Nação e Exército - Merval Pereira
Escolas militarizadas não são modelo para o Brasil
A relação entre os militares e o presidente
Jair Bolsonaro foi mais uma vez colocada em xeque por interferência do
guru Olavo de Carvalho, que foi ao Youtube para criticar a edição do
livro do sociólogo Gilberto Freyre “Nação e Exército” pela Biblioteca do
Exército. O lançamento será amanhã na Escola de Comando e Estado-Maior do
Exército (ECEME), para comemorar os 70 anos da edição do livro. Olavo de
Carvalho estranhou, questionando se a decisão seria uma indicação de
que militares estariam se unindo a comunistas para afrontar o presidente
da República. A análise nesse sentido foi publicada no blog bolsonarista “Sociedade
Militar”, interpretando que a publicação do livro marca “o
fortalecimento de uma ala mais progressista da força terrestre” e um
“gradual afastamento do presidente da República e do governo como um
todo”. [uma obviedade óbvia: Olavo de Carvalho é uma pessoa, os filhos de Bolsonaro são pessoas diferentes entre si, diferentes do Olavo de Carvalho e do Presidente Bolsonaro e este é diferente de todos os citados e das demais pessoas.]

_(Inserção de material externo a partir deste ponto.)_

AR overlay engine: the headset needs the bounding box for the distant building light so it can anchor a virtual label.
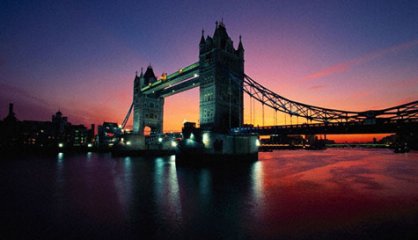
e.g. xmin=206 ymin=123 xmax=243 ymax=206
xmin=171 ymin=141 xmax=178 ymax=147
xmin=126 ymin=141 xmax=131 ymax=146
xmin=58 ymin=143 xmax=64 ymax=148
xmin=185 ymin=139 xmax=195 ymax=146
xmin=158 ymin=137 xmax=163 ymax=143
xmin=87 ymin=143 xmax=93 ymax=148
xmin=202 ymin=133 xmax=210 ymax=146
xmin=255 ymin=139 xmax=261 ymax=147
xmin=161 ymin=73 xmax=167 ymax=80
xmin=194 ymin=73 xmax=199 ymax=78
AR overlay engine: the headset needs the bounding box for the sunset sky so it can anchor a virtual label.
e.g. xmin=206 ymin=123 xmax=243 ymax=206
xmin=1 ymin=0 xmax=417 ymax=142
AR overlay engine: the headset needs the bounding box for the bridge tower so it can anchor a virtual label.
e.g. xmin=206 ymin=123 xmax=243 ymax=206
xmin=199 ymin=21 xmax=244 ymax=133
xmin=132 ymin=66 xmax=164 ymax=135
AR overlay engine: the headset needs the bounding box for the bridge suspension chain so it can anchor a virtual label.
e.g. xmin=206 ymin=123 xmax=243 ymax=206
xmin=230 ymin=72 xmax=418 ymax=123
xmin=121 ymin=102 xmax=134 ymax=129
xmin=249 ymin=91 xmax=254 ymax=125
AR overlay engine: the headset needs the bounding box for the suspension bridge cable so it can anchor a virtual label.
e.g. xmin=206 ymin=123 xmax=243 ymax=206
xmin=275 ymin=110 xmax=277 ymax=125
xmin=252 ymin=95 xmax=256 ymax=125
xmin=250 ymin=95 xmax=253 ymax=124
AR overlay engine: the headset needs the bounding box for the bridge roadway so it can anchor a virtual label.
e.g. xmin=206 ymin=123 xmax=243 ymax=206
xmin=141 ymin=62 xmax=200 ymax=97
xmin=232 ymin=118 xmax=418 ymax=135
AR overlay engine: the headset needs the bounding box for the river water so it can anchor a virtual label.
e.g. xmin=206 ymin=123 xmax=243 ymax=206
xmin=1 ymin=149 xmax=418 ymax=239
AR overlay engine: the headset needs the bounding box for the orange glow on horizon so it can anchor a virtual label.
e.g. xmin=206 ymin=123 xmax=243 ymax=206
xmin=325 ymin=134 xmax=392 ymax=143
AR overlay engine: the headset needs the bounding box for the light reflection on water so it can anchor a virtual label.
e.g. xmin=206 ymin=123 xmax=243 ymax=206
xmin=57 ymin=152 xmax=64 ymax=162
xmin=250 ymin=161 xmax=264 ymax=218
xmin=1 ymin=149 xmax=418 ymax=239
xmin=199 ymin=169 xmax=211 ymax=197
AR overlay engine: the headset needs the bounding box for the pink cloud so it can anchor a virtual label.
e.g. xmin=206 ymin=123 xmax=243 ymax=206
xmin=308 ymin=84 xmax=327 ymax=90
xmin=304 ymin=39 xmax=418 ymax=81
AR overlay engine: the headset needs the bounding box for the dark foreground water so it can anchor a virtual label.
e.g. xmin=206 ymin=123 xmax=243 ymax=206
xmin=1 ymin=149 xmax=418 ymax=239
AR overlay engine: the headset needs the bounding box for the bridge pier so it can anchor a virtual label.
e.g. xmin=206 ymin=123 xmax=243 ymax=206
xmin=176 ymin=122 xmax=258 ymax=164
xmin=396 ymin=125 xmax=418 ymax=150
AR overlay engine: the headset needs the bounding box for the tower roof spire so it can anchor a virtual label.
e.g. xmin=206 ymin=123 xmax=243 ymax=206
xmin=238 ymin=35 xmax=244 ymax=50
xmin=139 ymin=67 xmax=144 ymax=77
xmin=200 ymin=28 xmax=206 ymax=45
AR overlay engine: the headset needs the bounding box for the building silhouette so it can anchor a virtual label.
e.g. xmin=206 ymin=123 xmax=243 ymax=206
xmin=0 ymin=104 xmax=92 ymax=153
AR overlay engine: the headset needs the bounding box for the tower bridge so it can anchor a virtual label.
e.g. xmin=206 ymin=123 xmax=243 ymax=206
xmin=130 ymin=21 xmax=244 ymax=135
xmin=120 ymin=21 xmax=418 ymax=154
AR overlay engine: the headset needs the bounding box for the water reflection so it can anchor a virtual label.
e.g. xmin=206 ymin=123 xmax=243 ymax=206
xmin=199 ymin=169 xmax=211 ymax=197
xmin=55 ymin=152 xmax=65 ymax=192
xmin=167 ymin=156 xmax=182 ymax=222
xmin=250 ymin=161 xmax=264 ymax=218
xmin=153 ymin=157 xmax=164 ymax=204
xmin=124 ymin=156 xmax=132 ymax=170
xmin=113 ymin=156 xmax=133 ymax=213
xmin=2 ymin=149 xmax=418 ymax=239
xmin=53 ymin=152 xmax=65 ymax=222
xmin=153 ymin=156 xmax=182 ymax=232
xmin=57 ymin=152 xmax=64 ymax=163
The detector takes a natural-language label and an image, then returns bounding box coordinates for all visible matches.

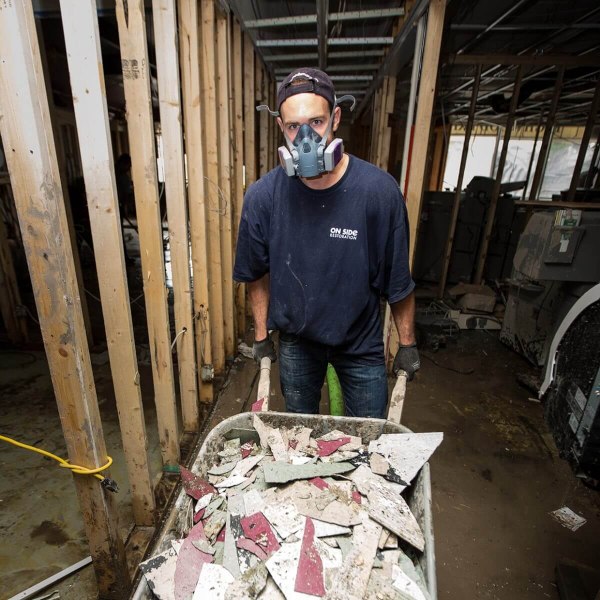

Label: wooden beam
[406,0,446,268]
[514,200,600,209]
[200,0,226,374]
[473,66,524,285]
[178,0,214,403]
[0,2,129,596]
[529,67,565,201]
[258,62,269,177]
[115,0,180,465]
[60,0,155,526]
[153,0,199,430]
[216,7,235,361]
[232,20,246,336]
[438,65,481,297]
[448,53,600,67]
[567,79,600,202]
[243,33,257,188]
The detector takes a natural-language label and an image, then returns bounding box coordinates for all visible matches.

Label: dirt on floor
[0,329,599,599]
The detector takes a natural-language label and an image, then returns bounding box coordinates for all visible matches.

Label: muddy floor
[1,329,599,599]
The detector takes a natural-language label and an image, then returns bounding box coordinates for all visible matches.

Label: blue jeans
[278,333,388,418]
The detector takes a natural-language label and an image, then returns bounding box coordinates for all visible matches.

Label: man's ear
[276,116,284,132]
[332,106,341,133]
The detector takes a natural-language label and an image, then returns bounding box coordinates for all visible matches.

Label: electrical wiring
[0,434,117,491]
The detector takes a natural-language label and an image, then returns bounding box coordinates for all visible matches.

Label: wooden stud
[522,111,544,200]
[258,63,269,178]
[0,2,130,595]
[406,0,447,268]
[567,79,600,202]
[178,0,214,404]
[438,65,481,297]
[115,0,180,465]
[243,33,257,188]
[473,66,524,285]
[200,0,226,374]
[153,0,199,430]
[529,67,565,201]
[216,7,235,361]
[60,0,155,525]
[0,205,28,343]
[232,20,246,336]
[449,53,600,67]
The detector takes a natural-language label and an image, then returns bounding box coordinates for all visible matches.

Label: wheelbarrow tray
[131,411,437,599]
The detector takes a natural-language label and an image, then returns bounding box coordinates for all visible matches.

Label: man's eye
[288,124,298,131]
[312,120,323,126]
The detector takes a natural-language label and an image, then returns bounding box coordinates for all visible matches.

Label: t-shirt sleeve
[384,191,415,304]
[233,184,270,282]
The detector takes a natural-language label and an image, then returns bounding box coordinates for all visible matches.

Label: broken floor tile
[216,473,249,489]
[192,563,235,600]
[209,461,238,476]
[325,518,382,600]
[349,464,405,497]
[204,509,227,542]
[368,433,443,487]
[268,429,289,463]
[223,493,244,579]
[263,461,355,484]
[317,437,351,457]
[224,561,268,600]
[241,512,281,555]
[219,438,241,459]
[550,506,587,531]
[243,489,265,516]
[195,492,214,513]
[367,485,424,552]
[237,537,269,561]
[309,477,329,490]
[139,545,178,600]
[192,538,216,555]
[259,576,287,599]
[194,508,205,524]
[232,454,264,477]
[241,441,255,459]
[391,564,429,600]
[204,495,225,519]
[318,431,362,451]
[295,518,325,596]
[265,540,314,600]
[174,521,214,600]
[262,501,305,540]
[253,415,274,450]
[180,466,217,500]
[364,568,404,600]
[312,518,350,538]
[291,456,315,466]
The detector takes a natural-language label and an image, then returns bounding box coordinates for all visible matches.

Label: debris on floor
[139,416,442,599]
[550,507,587,531]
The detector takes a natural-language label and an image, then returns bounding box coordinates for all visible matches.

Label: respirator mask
[257,94,356,178]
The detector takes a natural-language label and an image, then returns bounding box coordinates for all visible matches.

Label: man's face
[277,92,341,144]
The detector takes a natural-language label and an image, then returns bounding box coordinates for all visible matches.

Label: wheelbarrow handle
[255,357,272,412]
[387,370,408,425]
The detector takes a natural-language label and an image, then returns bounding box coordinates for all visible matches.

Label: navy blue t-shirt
[233,155,415,363]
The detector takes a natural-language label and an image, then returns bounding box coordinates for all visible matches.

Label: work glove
[252,335,277,364]
[393,343,420,381]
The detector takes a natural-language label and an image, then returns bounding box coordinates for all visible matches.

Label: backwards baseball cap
[277,68,336,111]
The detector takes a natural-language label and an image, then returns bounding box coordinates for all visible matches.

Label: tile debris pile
[140,416,443,600]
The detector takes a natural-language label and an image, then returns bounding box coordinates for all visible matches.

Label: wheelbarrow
[131,361,436,599]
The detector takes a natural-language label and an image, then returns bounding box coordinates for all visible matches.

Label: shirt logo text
[330,227,358,241]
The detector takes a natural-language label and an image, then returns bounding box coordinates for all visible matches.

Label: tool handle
[255,356,272,412]
[387,371,407,424]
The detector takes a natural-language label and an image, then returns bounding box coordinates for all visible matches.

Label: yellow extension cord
[0,434,113,485]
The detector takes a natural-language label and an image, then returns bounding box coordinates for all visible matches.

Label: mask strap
[256,104,279,117]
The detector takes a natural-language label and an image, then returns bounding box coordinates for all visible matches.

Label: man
[233,68,419,418]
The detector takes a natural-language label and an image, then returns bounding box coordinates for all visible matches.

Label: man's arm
[247,274,277,362]
[390,291,416,346]
[390,291,420,379]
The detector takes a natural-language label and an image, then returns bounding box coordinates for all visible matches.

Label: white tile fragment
[312,519,351,538]
[243,489,265,516]
[232,453,265,477]
[192,563,235,600]
[216,473,249,489]
[139,546,178,600]
[391,564,429,600]
[195,492,214,513]
[268,428,290,463]
[265,538,315,600]
[550,506,587,531]
[263,501,305,540]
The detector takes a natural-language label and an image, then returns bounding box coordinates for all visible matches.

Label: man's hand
[393,343,420,381]
[252,335,277,364]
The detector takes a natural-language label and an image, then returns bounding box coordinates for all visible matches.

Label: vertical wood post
[200,0,225,374]
[438,64,481,297]
[60,0,155,525]
[567,79,600,202]
[529,66,564,201]
[232,20,246,336]
[406,0,446,268]
[216,7,235,361]
[178,0,214,403]
[473,65,523,285]
[0,2,129,595]
[153,0,199,430]
[115,0,180,465]
[243,33,257,188]
[258,63,269,177]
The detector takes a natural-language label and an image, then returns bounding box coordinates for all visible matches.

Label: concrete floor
[1,330,599,599]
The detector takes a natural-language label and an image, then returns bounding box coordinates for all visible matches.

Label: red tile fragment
[309,477,329,490]
[352,491,362,505]
[295,518,325,596]
[316,437,351,457]
[179,466,217,500]
[236,537,268,561]
[216,524,226,543]
[251,398,265,412]
[240,442,254,459]
[174,521,213,600]
[240,512,280,555]
[288,439,298,450]
[193,508,206,524]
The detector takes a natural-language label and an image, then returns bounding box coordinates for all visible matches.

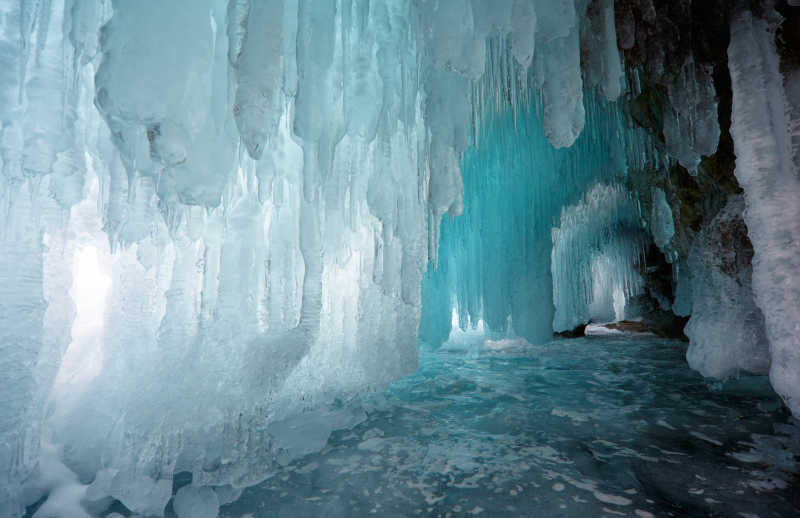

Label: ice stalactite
[650,187,675,258]
[532,0,586,148]
[418,0,636,348]
[728,6,800,414]
[663,56,721,174]
[230,0,285,161]
[582,0,624,101]
[420,89,661,348]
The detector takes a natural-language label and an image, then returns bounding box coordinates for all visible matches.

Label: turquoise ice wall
[419,89,661,348]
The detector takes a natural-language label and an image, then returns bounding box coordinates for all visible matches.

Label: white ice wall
[0,1,628,515]
[728,7,800,414]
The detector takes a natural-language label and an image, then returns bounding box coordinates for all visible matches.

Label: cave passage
[2,1,800,517]
[419,87,658,348]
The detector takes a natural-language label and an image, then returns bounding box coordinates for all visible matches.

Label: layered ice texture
[420,87,661,347]
[728,8,800,414]
[0,0,798,516]
[685,196,770,379]
[0,1,629,515]
[552,184,648,332]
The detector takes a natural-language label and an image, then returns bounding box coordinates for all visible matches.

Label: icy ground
[219,337,800,518]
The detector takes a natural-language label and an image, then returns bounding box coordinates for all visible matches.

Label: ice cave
[1,0,800,516]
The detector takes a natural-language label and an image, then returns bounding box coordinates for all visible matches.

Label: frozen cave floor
[218,336,800,518]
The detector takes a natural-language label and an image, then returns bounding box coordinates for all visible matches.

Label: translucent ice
[581,0,623,101]
[685,196,770,378]
[230,0,286,159]
[552,184,648,332]
[533,0,586,148]
[1,1,429,515]
[421,91,661,347]
[650,188,675,254]
[663,57,721,174]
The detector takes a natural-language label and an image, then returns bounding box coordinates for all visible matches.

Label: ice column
[728,8,800,414]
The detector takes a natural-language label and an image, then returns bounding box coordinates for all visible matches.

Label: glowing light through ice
[71,246,111,335]
[53,246,111,393]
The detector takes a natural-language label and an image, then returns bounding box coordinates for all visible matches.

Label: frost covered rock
[685,196,770,378]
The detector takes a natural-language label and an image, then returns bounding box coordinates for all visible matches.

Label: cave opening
[1,1,799,517]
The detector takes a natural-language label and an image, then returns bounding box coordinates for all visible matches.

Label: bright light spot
[612,285,626,322]
[71,246,111,335]
[54,245,111,392]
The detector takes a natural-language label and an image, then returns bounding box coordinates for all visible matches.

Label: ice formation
[728,7,800,414]
[685,196,770,378]
[649,188,675,256]
[663,57,721,174]
[551,184,648,332]
[420,88,661,348]
[1,1,426,515]
[0,1,636,515]
[0,0,798,516]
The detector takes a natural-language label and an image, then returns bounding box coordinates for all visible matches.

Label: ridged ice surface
[421,91,660,347]
[728,8,800,415]
[685,196,770,379]
[221,336,800,518]
[551,183,647,332]
[0,1,638,515]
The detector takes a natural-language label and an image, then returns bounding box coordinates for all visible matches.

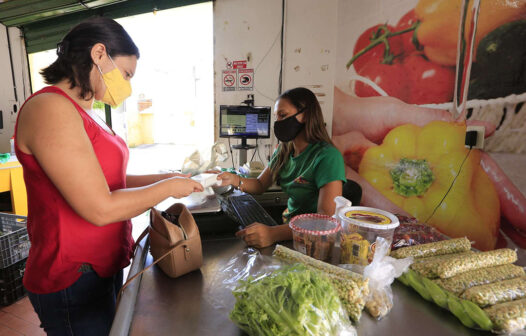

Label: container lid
[289,213,341,236]
[338,206,400,230]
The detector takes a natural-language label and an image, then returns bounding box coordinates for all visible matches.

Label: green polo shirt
[270,142,346,222]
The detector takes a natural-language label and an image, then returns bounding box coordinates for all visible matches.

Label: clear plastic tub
[338,206,399,265]
[289,214,341,262]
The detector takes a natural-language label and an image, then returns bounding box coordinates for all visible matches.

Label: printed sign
[233,60,247,69]
[237,68,254,91]
[222,69,237,91]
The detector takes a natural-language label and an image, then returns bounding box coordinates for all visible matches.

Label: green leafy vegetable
[229,264,353,336]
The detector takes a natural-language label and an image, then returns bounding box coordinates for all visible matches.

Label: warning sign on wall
[222,69,237,92]
[237,68,254,91]
[233,60,247,69]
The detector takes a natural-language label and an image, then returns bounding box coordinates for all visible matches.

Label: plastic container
[338,206,399,266]
[289,214,341,262]
[0,213,30,268]
[0,258,27,306]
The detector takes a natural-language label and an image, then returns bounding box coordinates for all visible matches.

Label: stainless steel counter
[124,236,516,336]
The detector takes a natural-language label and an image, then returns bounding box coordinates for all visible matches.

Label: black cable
[425,148,472,224]
[249,139,258,163]
[228,137,235,169]
[278,0,285,95]
[249,147,257,163]
[257,142,265,163]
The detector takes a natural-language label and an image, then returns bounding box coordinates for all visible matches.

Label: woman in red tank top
[15,17,203,336]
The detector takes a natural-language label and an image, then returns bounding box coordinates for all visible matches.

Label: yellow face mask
[97,56,132,107]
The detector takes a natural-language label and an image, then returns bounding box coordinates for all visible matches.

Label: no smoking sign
[222,69,237,92]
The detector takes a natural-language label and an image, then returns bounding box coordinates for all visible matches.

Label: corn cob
[412,251,475,265]
[390,237,471,259]
[273,244,367,287]
[461,277,526,307]
[326,273,365,321]
[273,244,369,321]
[411,253,474,278]
[436,249,517,279]
[433,264,525,295]
[484,298,526,333]
[411,260,441,278]
[411,251,474,278]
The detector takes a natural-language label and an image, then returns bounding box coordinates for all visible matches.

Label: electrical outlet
[466,125,485,149]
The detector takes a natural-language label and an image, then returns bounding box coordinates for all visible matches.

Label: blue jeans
[28,269,123,336]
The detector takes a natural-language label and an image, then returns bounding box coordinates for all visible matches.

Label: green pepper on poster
[469,20,526,100]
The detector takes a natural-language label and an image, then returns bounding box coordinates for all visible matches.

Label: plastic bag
[341,237,413,320]
[333,196,412,319]
[181,142,228,175]
[206,248,357,336]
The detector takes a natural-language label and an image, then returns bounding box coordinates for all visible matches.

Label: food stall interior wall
[213,0,339,169]
[0,24,31,154]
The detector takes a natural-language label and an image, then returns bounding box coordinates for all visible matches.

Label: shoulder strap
[116,231,186,305]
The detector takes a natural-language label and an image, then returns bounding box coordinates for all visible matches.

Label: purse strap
[116,228,187,305]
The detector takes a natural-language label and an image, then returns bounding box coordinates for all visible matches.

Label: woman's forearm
[126,173,177,188]
[85,179,176,226]
[270,224,293,242]
[82,177,202,226]
[238,175,268,195]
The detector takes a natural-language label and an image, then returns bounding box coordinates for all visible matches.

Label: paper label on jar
[344,210,392,224]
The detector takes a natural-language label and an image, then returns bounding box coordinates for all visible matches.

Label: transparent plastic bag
[341,237,413,320]
[181,142,228,175]
[206,248,357,336]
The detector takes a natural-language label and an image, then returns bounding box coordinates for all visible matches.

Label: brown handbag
[118,203,203,303]
[149,203,203,277]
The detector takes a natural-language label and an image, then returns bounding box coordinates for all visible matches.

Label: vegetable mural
[359,121,500,251]
[348,0,526,103]
[333,0,526,250]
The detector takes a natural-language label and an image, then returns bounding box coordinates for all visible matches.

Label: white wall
[213,0,338,169]
[281,0,338,134]
[0,24,31,154]
[214,0,283,168]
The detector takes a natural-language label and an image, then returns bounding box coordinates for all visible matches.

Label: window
[27,2,214,174]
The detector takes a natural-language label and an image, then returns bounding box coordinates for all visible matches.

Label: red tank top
[15,86,133,294]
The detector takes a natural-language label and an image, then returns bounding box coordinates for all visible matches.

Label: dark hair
[270,87,334,181]
[41,16,140,100]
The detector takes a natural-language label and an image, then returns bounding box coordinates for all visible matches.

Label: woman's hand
[217,172,240,187]
[169,177,204,199]
[235,223,276,248]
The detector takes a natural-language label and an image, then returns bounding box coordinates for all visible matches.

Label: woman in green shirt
[218,87,346,248]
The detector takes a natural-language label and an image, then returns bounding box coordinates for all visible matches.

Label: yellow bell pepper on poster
[358,121,500,250]
[415,0,526,66]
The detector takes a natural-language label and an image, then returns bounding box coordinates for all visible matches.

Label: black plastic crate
[0,258,27,306]
[0,213,30,268]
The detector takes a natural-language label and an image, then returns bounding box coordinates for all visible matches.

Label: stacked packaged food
[393,238,526,334]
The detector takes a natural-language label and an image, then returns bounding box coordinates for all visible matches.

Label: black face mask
[274,110,305,142]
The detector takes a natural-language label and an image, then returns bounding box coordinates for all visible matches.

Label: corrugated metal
[0,0,127,27]
[9,0,210,53]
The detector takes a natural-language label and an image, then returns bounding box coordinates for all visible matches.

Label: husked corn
[461,277,526,307]
[412,251,475,265]
[390,237,471,259]
[484,298,526,333]
[273,244,367,287]
[437,249,517,279]
[273,244,369,321]
[434,264,525,295]
[326,273,365,321]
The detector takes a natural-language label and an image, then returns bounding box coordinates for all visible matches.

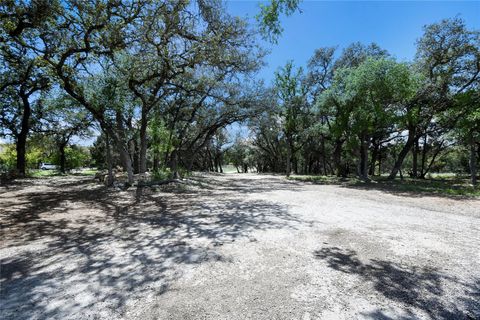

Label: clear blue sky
[226,0,480,84]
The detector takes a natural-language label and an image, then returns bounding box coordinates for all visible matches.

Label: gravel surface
[1,173,479,319]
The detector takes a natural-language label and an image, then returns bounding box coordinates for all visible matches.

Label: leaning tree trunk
[388,128,416,180]
[16,93,31,177]
[419,134,428,179]
[420,140,444,179]
[470,134,478,187]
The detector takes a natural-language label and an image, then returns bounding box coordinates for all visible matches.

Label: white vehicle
[40,163,58,170]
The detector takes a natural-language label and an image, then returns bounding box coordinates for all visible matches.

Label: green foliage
[0,144,16,171]
[62,146,92,169]
[1,0,477,185]
[29,170,62,178]
[0,143,52,172]
[257,0,301,43]
[224,137,255,172]
[149,118,174,155]
[152,167,172,181]
[0,141,90,173]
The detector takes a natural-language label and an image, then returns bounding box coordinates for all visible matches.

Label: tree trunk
[105,133,114,186]
[357,134,369,180]
[333,139,346,177]
[293,155,298,175]
[469,135,477,187]
[321,137,327,176]
[119,147,134,185]
[369,143,379,176]
[420,134,428,178]
[59,144,66,173]
[116,111,134,185]
[388,129,416,180]
[153,153,159,172]
[218,154,223,173]
[286,140,292,177]
[139,109,148,173]
[130,139,139,174]
[171,150,180,179]
[420,141,444,179]
[16,93,31,177]
[412,138,419,178]
[378,146,382,175]
[16,131,28,176]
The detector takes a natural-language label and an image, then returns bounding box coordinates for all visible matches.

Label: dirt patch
[1,174,479,319]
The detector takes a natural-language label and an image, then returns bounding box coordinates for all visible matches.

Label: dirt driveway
[1,174,479,319]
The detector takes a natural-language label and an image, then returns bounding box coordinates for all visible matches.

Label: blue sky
[226,0,480,84]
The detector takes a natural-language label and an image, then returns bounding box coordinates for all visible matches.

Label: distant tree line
[230,18,479,185]
[1,1,478,186]
[1,0,271,184]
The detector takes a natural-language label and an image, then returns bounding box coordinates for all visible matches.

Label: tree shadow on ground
[292,175,478,200]
[187,173,303,194]
[344,178,478,200]
[0,176,301,320]
[314,247,480,319]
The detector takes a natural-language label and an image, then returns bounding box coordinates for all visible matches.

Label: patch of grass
[29,168,99,178]
[152,168,172,181]
[366,177,480,197]
[28,169,64,178]
[289,174,479,198]
[288,175,360,185]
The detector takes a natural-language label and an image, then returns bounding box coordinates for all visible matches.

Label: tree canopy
[0,2,478,186]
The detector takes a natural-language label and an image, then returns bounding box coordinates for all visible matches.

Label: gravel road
[1,173,479,319]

O que provocou a ira de Olavo de Carvalho, que normalmente é elogiado
pelo blog bolsonarista. Olavo, no seu blog, disse não acreditar que
essa análise representasse a visão do Exército. A informação de que
Gilberto Freyre, em 1949, fazia parte da Aliança Nacional Libertadora,
formada por comunistas, antifascistas e militares descontentes, e que,
portanto, o livr representaria uma visão ideológica diferente da do
Exército é rechaçada pelos militares responsáveis pela edição. Que,
aliás, começou a ser pensada cerca de três anos atrás, sendo impossível
atribuir a ideia a uma mensagem cifrada contra o governo Bolsonaro.
O neto de Gilberto Freyre, que é secretário de Cultura do governo de
Pernambuco, aprovou a ideia e fará um lançamento também em Recife. No
livro, Gilberto Freyre defende a tese de que o Exército não deve ser
convocado pela sociedade para atuar em todos os momentos de crise. Debate que continua atual devido ao acionamento do Exército para a
Garantia da Lei e da Ordem (GLO) em vários pontos do país, além de
atuações na área de infraestrutura. A mensagem de Freyre é de união
entre civis e militares para enfrentar os desafios futuros, como está
ressaltado no livro. Os militares, na verdade, não querem ser confundidos como parte do
governo Bolsonaro, como não quiseram em qualquer outro governo, pois
fazem questão de serem reconhecidos como parte de instituições do Estado
brasileiro.
A participação de militares no governo Bolsonaro não significa a
presença das instituições militares no governo, fazem questão de
afirmar. O Comandante do Exército, General Pujol, sempre acentua que o
Exército é uma instituição do Estado brasileiro, e não de governos, que
são eventuais e ligados a partidos políticos. Por isso, há uma preocupação, por exemplo, com a adoção de “escolas
militarizadas”, que fazem parte do programa do ministério da Educação e
foram prometidas na campanha por Bolsonaro como politica de governo,
embora alguns Estados já estivessem colocando em prática a ideia.
Essa proposta não conta com o apoio do Exército, cujos líderes
consideram que o que se busca com essa adjetivação das escolas é
segurança e disciplina, que não são objetivos dos Colégios Militares,
mas consequência de um programa mais amplo de preparação dos alunos para
a vida na sociedade. Tanto que eles não são restritos aos militares, havendo oficiais
superiores que não cursaram um Colégio MIlitar, e civis que cursaram e
não seguiram a carreira. Os colégios militares não fazem parte da
formação da carreira, que tem três pilares: a Academia Militar de
Agulhas Negras; a Escola de Aperfeiçoamento de Oficiais (Esao) e a
Escola de Comando e Estado-Maior do Exército (ECEME).
Os colégios militares são considerados educação assistencial, e são
procurados por seus alunos, não impostos pelo governo. Não representam,
portanto, uma filosofia educacional militar que possa ser transferida
para o sistema nacional de educação.
Os militares como instituição consideram que muitas vezes são usados
como válvula de escape de políticos, especialmente na segurança, e agora
na educação, que os convocam quando a situação é grave, mas só assumem a
responsabilidade quando as intervenções dão certo. Recaem sobre os
militares as falhas, e seria da mesma maneira no caso de o programa
educacional baseado nos colégios militares dar errado.